The overwhelming majority of my university's CS research funding comes from the Department of Defense. Freenet couldn't snag just a few of that flood of dollars going to organizations aroudn the country?
May we never see th
4of12's suggestion would let the rootservers run a server that's only accessible from known (and presumably important) addresses, such as the DNS servers for the big ISPs. That would take care of the most important uses of DNS, since most people get their DNS queries answered by their ISP's servers, either from cache or from recursive queries. Letting the big ISPs do zone transfers from a protected net would preserve that. (Without zone transfers, an obvious attack is for the zombies to look for bogus000001.com, bogus000002.com, etc.)
Beyond that, DNS queries and zone transfers aren't the only way to send the information around. DNS A-record data compresses well (Unfortunately, DNSSEC data doesn't, and it's much bulkier.) And everybody wants the same data, so multicasting can be an efficient way to transmit it (using your favorite reliable-multicast application.) A back-of-the-envelope guess is that the dot-com namespace would compress to somewhere between 100-300MB, which would take 10-30kbps to transmit it in a day - and most of it has a TTL that's much longer, so you could handle it efficiently with incremental updates. Another alternative to multicast would be a peer-to-peer app that's designed for handling big files, like BitTorrent. (BitTorrent's designed more for static content rather than dynamic, so you'd need some file naming scheme for fetching today's version.)
Bill Stewart
New Fast-Compression-only CPR http://preview.tinyurl.com/dy575ks
is there any information on whether the DDOS attack on UltraDNS actually affected service?

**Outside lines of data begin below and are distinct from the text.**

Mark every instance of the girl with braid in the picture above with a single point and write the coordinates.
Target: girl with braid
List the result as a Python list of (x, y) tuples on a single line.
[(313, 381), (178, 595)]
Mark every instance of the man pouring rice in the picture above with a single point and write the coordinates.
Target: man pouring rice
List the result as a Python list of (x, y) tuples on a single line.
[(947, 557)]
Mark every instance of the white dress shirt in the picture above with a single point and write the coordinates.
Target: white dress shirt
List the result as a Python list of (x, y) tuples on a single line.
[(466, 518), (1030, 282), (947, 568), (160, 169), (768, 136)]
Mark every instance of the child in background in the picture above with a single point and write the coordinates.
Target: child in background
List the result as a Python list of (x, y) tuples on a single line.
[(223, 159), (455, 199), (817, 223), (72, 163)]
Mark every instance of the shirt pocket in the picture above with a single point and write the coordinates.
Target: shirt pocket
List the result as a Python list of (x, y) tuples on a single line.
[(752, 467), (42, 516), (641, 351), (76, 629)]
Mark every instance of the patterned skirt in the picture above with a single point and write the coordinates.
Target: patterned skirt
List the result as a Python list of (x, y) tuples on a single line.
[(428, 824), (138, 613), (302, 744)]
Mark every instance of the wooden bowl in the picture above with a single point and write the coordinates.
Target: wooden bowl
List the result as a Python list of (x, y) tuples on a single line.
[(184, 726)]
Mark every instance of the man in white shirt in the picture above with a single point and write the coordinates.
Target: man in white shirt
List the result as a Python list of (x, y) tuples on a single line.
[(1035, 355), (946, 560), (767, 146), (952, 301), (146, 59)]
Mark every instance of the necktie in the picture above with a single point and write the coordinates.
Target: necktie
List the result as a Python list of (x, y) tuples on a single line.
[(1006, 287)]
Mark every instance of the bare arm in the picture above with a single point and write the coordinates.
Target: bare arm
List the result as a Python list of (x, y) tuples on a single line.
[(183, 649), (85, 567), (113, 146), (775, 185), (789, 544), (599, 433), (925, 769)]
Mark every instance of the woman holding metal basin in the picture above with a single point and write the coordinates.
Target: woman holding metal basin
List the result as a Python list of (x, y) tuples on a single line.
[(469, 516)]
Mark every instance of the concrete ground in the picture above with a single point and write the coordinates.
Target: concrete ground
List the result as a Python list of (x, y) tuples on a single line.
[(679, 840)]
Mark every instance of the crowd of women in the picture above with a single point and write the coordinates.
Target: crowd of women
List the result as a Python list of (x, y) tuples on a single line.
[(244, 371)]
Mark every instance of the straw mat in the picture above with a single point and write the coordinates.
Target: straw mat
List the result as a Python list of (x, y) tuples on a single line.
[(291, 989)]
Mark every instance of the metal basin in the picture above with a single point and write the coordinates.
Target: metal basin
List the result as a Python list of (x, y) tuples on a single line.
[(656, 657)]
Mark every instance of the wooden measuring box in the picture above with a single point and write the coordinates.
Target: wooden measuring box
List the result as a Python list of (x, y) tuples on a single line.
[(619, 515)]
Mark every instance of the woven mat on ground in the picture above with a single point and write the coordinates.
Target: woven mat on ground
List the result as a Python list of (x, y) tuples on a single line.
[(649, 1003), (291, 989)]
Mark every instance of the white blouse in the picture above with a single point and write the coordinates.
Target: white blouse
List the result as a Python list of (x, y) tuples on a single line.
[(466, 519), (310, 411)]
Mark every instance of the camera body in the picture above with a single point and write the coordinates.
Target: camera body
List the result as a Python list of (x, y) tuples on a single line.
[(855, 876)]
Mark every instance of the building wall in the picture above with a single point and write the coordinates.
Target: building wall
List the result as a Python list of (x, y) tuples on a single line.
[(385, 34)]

The UltraDNS infrastructure has 16 or so machines on the same IP number. So it's harder to hit all of them. And it's not BIND, so it may be harder to bring down. (not sure it matters - the root DDOS didn't crash BIND either).
And of course UltraDNS is typically not serving all of the secondaries for a zone.
If anyone has real info....
Why kids, why not organized adults with financial resources?
The answer: WHY
Kids.. it's fun, it's destructive, it's a sense of power.. the reasons go on. I shouldn't have to explain them.. go back, I'm sure many of you can understand.
Adults.. and I'm not talking about big kids who never grew up here... need a finanical reason to do this. Could organized, intelligent hackers with financial backing to some serious damange to the internet? You better believe it. What would they have to gain? Not much. Prison. Hatred. Being labeled as terrorists, maybe killed.
What are you going to do? Hold the Interent for ransom? I doubt it.
That's why this stuff is chiefly done by kids, not grownups.